• The Rise of an Extreme and Populist Right Wing – a Challenge to the Left

  • Por René Monzat | 30 Apr 13
  • The rise of populist and xenophobic Right-wing movements is a challenge to Left parties as a whole as well as all social movement organisations. This rise expresses a crisis in European culture and politics – the answer involves affirming a Left alternative that is able to face up to the issues at stake.

    It is essential to analyse the problem and to understand the issues of the times, namely the early 2010s and to stress the essential factors for hitting back.

    A. The populist and xenophobic Rights are a continent-wide reality that calls for global responses

    Five ideas support this conclusion. 

    1. The populist and xenophobic Right is a continent-wide reality. It exists in almost all the European countries, from Great Britain to Russia, from Scandinavia to Greece or Italy, and including France, Switzerland and Austria. Countries where this is not, like Portugal or Ireland, so are rare. These movements have enjoyed a global increase in power since the beginning of the 80s, but the political groups that vehicle this trend are, themselves, unstable and tend to appear and disappear.

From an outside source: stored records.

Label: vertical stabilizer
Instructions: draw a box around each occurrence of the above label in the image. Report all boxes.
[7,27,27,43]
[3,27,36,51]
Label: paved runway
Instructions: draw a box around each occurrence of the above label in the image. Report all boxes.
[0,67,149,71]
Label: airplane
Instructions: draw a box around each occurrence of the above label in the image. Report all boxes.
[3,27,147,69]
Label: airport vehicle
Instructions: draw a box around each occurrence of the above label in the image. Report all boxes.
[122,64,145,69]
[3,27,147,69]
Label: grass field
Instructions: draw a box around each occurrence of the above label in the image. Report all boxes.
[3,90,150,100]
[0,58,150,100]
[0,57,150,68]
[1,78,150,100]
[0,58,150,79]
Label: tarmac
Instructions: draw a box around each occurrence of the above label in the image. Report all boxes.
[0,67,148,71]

    2. We can describe certain essential points they have in common:

    - They all fear the decline of their nation/people/ethnic group. Even in Germany, the prime economic power of the European Union, the populist and xenophobic best seller is called Deutschland schafft sich ab. European societies are declining and are in danger of disappearing, culturally and/or biologically.

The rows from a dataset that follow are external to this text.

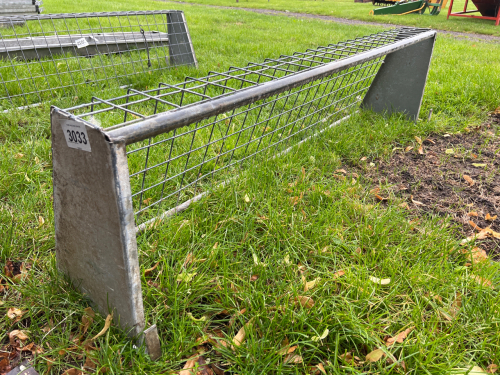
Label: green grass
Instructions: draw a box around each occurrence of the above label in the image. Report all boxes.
[1,0,500,374]
[158,0,500,37]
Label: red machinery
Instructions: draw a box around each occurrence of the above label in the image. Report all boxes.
[447,0,500,25]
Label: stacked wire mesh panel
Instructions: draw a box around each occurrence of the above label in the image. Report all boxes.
[61,27,434,231]
[0,0,43,17]
[0,10,196,108]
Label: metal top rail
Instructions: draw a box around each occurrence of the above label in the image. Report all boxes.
[63,27,434,142]
[0,10,178,21]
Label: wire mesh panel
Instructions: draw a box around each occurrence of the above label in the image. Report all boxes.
[50,27,436,355]
[62,27,433,229]
[0,10,197,108]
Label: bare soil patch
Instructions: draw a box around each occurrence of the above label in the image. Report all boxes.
[364,114,500,257]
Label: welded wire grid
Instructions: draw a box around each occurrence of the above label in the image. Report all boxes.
[65,27,429,227]
[0,11,194,108]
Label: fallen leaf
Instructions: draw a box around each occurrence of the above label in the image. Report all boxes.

    -They draw attention to an internal or external threat — immigrants or national minorities and the internal dangers, Islam the external one.

    -They express distrust of European oligarchies. International finance capitalism wants the destruction of the peoples and European institutions are the instruments of this project on European soil.

    3. The strengthening of this political demand feeds on pan-European phenomena: 

    • The crisis is bringing Europe to a halt. The European continent as a whole has been experiencing stop in growth since 2008 and will for several years more (the time taken to repay the debts). At the same time, the centre of world growth is moving to Asia.
    • European institutions are working outside democracy. The absence of policy (to the extent that policies allow a choice between different orientations), the permanent “grand coalition” in the European Parliament suspends and wipes out any potentially possible democracy. European citizens are aware that they do not have control over the decisions taken by European institutions.
    • These fears take the form of “moral panics” directed at immigrants and minorities. Discourses are flourishing in most of the continent’s countries asserting that both of them and the descendent of immigrants are “imposing” another way of life on the peoples — an “inverse colonisation”.
    • Fear is developing about the power of “Islam”, described as a permanent enemy. All societies. All societies in which Islam is the dominant religion, all the existing “Islams”, all the political trends that make any reference to this religion, great or small, are described as a single agent, as a civilisation and organisation hostile to Europe.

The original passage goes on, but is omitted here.